House of Assembly: Thursday, November 02, 2017

Contents

Grievance Debate

Construction, Forestry, Mining and Energy Union

Mr KNOLL (Schubert) (15:10): The SA Branch of the CFMEU is to be put under the control of the national union heavyweights, including Queensland state secretary, Michael Ravbar, and national secretary, David Noonan. According to recent reports, these two officials will join incoming national president, Dean Hall, on a newly created strategic direction committee. This committee will help the SA branch to achieve its goals.

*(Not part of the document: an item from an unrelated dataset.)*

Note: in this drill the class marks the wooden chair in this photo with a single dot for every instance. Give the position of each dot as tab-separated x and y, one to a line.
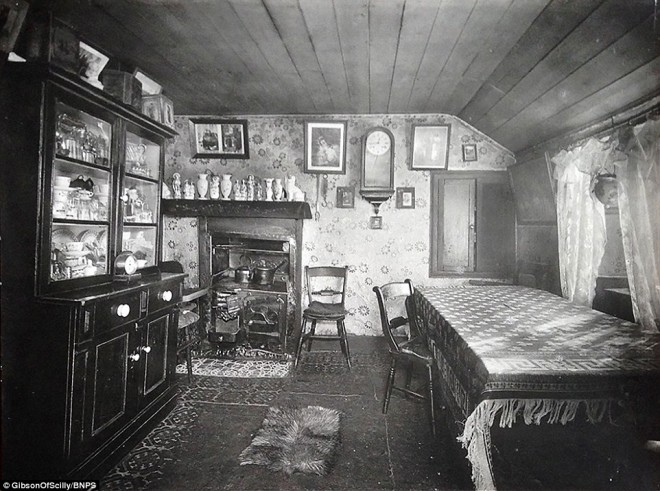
326	292
411	352
189	316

To achieve those goals, the new committee will set budgets, dues, levies and other charges, approve expenditure and manage the financial and physical assets of the union, as may be required from time to time. The committee will have the power to employ and terminate the employment of members of staff. Talk about a hostile takeover. Premier Jay Weatherill needs to tell these people to buzz off, to leave our state alone. The Premier should publicly state that his Labor government will no longer have any dealings with this militant union, especially these interstate intruders.

The SA branch of the construction union has already spent the last few years being dragged through the court on a long list of illegal activities on SA construction sites. Total fines have stacked up now to over $1 million, with a large number of officials implicated. A number of times we have questioned the Premier and the Deputy Premier in this place, and in other estimates forums, about actually taking some action against Aaron Cartledge and his band of thugs, and every single time the government just bats it away like there is nothing to see here.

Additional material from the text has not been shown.